Lo verdaderamente trágico, y aquí es donde la absurdología se convierte en drama social, es el coste humano de esta quimera. Mientras los gurús nos hablan de un futuro utópico, las grandes tecnológicas despiden a decenas de miles de empleados de carne y hueso —ingenieros, diseñadores, personal de marketing— para poder seguir echando billetes a la hoguera de la IA. Es el equivalente a demoler un hospital para construir una capilla dedicada a un santo que aún no ha hecho ni un solo milagro.

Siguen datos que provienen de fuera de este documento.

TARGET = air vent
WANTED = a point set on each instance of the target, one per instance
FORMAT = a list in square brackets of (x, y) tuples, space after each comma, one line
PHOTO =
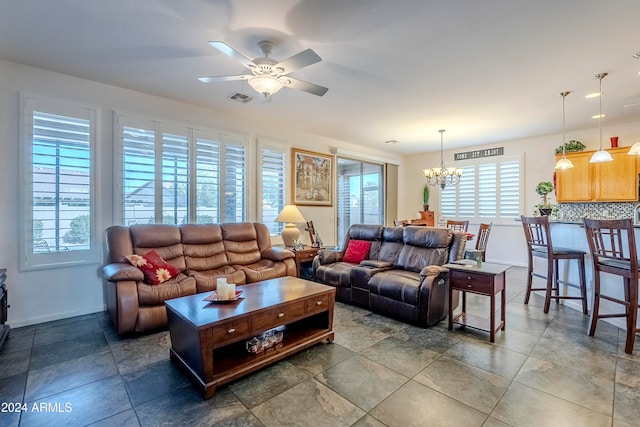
[(241, 97)]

Así que cuando Sam Altman sale a advertirnos de la burbuja, uno no sabe si aplaudirle por la sinceridad tardía o tirarle un zapato por el cinismo. Él sabe perfectamente que el globo se está inflando más de la cuenta, y que cuando pinche, el estruendo se oirá hasta en Valdezarzas de Arriba. Pero no nos equivoquemos. El problema no es que la burbuja explote, que lo hará, como todas. El problema es quién barrerá los cristales rotos. Y me temo que, como siempre, los que acabaremos con la escoba en la mano no seremos los que organizamos la fiesta, sino los que, al final, nos toca pagar los platos rotos de la última locura de unos cuantos genios que jugaron a ser dioses sin leerse la letra pequeña del manual de instrucciones.